O levantamento não está imune a questionamentos, contudo,
como mostrou a Folha no domingo passado. Existe a suspeita
de que o número de homicídios
-46.653 em 2006- esteja subestimado, pois muitos outros
poderiam estar mascarados sob
um número anormalmente elevado de mortes classificadas nas
declarações de óbito sob "intenção indeterminada" (suicídios,
homicídios ou acidentes). Desde
1996, essa rubrica nunca ficou
abaixo de 8% das mortes por
causas externas.
Em alguns Estados a proporção alcança nível ainda mais
anômalo, como São Paulo, com
17,3% de casos indeterminados
em 2005. Na outra ponta estão
Acre, Alagoas e Distrito Federal,
abaixo de 1% -uma alarmante
dispersão de critérios no preenchimento das certidões de óbito.
No caso paulista, há um complicador adicional a erodir a confiabilidade dos dados: a parcela
de "intenção indeterminada"
entre as mortes por razões externas está crescendo. Em 1999,
atingia 6,4%; no ano seguinte,
mais que dobrou (13,2%), chegando a 17,3% seis anos depois.

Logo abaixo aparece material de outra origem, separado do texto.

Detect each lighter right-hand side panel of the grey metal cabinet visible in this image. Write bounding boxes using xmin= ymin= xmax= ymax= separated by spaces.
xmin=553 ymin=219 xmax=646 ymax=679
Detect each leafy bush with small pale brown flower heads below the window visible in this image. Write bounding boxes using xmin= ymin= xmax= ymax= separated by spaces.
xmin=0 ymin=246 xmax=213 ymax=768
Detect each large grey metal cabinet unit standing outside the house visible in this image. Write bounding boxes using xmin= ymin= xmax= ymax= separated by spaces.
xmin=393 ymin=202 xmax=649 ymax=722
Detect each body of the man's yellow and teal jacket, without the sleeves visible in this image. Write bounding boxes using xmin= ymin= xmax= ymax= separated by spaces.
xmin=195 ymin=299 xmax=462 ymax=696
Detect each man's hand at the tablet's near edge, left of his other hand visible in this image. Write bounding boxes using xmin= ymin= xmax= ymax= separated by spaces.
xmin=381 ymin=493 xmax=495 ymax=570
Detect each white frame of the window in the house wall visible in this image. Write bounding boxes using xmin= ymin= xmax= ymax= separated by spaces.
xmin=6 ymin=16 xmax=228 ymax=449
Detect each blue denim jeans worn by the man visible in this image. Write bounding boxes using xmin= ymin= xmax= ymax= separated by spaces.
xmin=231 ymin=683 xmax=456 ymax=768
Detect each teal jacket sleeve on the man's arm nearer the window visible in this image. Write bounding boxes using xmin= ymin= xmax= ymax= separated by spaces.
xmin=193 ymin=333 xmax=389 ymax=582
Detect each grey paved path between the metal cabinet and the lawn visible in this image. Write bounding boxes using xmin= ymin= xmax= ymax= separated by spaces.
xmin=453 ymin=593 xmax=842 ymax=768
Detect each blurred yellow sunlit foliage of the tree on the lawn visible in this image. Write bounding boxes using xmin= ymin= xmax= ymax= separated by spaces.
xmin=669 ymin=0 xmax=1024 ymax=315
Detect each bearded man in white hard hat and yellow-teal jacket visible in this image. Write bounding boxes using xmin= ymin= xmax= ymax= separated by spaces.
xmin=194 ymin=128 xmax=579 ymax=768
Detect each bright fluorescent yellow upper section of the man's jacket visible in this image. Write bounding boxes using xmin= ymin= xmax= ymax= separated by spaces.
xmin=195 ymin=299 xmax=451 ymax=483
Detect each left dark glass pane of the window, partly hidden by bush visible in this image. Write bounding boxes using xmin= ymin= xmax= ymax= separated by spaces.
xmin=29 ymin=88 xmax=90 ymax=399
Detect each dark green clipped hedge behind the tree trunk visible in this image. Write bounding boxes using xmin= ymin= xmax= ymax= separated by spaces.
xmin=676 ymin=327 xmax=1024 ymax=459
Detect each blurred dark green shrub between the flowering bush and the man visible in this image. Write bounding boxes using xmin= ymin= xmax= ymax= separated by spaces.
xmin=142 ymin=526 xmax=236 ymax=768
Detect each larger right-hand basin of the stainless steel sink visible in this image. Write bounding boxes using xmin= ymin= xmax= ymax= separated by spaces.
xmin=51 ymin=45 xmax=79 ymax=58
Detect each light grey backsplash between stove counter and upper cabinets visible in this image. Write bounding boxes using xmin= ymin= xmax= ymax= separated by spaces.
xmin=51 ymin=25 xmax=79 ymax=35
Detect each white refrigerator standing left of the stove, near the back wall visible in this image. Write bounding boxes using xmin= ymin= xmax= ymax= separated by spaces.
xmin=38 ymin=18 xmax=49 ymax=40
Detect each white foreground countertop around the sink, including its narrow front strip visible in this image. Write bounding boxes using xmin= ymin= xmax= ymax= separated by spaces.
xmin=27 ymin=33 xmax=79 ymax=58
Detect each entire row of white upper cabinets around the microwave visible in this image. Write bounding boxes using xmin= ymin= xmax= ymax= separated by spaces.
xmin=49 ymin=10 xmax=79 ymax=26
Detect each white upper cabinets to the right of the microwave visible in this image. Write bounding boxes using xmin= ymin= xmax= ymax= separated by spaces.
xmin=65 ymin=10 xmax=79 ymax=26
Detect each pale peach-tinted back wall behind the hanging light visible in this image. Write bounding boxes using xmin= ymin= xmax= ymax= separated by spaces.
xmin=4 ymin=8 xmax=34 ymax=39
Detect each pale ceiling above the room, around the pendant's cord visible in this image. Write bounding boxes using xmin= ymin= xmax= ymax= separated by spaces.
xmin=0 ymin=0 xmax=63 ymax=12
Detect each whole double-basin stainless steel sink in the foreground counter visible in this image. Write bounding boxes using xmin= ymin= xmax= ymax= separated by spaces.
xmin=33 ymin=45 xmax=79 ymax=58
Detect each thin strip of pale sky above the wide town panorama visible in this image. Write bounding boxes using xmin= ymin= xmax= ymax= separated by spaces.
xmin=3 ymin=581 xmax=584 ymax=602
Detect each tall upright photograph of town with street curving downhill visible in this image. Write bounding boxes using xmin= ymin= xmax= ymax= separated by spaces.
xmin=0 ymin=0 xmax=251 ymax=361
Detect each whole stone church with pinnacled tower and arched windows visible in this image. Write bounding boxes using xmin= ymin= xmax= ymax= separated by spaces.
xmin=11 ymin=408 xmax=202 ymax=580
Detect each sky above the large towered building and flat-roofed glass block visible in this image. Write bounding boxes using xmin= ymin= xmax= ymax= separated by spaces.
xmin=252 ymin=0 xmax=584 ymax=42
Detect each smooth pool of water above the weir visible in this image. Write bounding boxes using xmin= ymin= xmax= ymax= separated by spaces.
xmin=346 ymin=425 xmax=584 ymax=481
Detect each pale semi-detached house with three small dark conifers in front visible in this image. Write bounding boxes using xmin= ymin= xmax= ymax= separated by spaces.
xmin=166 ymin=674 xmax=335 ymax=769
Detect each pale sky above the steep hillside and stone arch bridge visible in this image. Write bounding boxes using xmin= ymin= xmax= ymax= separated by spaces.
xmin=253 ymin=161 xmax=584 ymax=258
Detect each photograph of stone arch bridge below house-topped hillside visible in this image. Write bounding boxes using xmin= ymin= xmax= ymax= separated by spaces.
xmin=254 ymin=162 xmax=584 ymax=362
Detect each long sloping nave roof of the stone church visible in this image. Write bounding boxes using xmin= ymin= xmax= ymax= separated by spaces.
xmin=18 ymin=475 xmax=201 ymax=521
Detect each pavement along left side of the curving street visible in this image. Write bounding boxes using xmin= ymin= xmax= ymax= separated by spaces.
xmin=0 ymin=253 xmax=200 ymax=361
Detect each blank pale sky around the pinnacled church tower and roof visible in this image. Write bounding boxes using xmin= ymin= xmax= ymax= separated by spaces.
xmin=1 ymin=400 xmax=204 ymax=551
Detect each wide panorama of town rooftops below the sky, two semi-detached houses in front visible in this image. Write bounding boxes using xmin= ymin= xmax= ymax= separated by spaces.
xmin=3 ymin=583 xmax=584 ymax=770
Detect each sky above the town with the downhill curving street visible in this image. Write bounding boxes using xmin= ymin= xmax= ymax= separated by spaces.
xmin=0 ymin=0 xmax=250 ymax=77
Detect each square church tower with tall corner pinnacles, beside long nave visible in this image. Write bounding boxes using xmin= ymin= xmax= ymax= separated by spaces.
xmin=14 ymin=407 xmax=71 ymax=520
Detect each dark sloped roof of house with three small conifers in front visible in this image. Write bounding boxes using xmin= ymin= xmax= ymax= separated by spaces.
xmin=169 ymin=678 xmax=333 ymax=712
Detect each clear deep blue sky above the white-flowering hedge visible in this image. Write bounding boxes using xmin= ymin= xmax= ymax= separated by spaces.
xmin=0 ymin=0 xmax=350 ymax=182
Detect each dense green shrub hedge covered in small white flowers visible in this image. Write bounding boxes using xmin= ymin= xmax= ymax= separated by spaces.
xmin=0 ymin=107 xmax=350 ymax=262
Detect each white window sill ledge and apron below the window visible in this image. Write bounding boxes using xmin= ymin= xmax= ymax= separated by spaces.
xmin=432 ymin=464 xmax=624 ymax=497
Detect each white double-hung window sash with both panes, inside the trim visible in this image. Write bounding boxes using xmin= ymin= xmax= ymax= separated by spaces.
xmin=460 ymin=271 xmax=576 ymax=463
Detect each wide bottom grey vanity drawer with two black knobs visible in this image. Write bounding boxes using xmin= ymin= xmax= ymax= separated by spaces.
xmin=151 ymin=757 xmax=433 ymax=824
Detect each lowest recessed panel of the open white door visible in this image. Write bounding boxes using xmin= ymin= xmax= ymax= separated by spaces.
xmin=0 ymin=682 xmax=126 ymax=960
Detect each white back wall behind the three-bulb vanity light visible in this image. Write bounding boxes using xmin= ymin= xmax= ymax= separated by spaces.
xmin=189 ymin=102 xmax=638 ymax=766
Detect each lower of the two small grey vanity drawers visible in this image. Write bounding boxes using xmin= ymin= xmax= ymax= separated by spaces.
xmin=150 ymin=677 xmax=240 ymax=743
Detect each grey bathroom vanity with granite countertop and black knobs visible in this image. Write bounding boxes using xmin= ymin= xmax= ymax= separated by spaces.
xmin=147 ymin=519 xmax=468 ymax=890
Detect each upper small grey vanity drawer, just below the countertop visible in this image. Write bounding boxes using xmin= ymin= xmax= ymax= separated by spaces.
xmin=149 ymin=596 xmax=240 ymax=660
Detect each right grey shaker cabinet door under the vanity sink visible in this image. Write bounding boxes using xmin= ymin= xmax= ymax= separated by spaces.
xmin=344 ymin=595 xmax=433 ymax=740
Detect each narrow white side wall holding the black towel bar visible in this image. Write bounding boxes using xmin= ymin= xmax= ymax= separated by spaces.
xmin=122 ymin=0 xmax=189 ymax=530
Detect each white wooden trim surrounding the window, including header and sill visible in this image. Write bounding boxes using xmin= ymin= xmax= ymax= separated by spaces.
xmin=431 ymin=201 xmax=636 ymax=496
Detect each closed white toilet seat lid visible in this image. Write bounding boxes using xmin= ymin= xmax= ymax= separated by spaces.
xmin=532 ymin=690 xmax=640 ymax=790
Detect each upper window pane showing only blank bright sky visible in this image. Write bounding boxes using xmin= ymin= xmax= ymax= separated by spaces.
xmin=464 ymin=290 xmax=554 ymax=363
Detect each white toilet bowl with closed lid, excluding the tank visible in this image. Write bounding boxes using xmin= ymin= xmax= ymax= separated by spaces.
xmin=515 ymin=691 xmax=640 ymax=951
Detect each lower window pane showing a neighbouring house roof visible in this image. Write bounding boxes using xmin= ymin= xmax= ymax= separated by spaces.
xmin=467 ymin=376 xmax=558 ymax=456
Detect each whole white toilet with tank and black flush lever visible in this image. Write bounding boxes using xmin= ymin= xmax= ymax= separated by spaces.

Não há evidência de manipulação de dados, mesmo porque a
eventual distorção não alteraria
a tendência de queda dos homicídios no Estado. Sobram indícios, porém, de que tal volatilidade nas estatísticas de saúde as
tornam de valia reduzida para
planejar o combate ao crime.
As estatísticas criminais produzidas pelas secretarias de segurança pública são ainda mais
limitadas que as do Datasus. Cabe ao Ministério da Justiça priorizar a criação de um banco de
dados similar, alimentado pelos
governos estaduais. Ao lado da
repressão ao tráfico de armas e
drogas nas fronteiras, permanece uma atribuição do governo federal ainda não efetivada.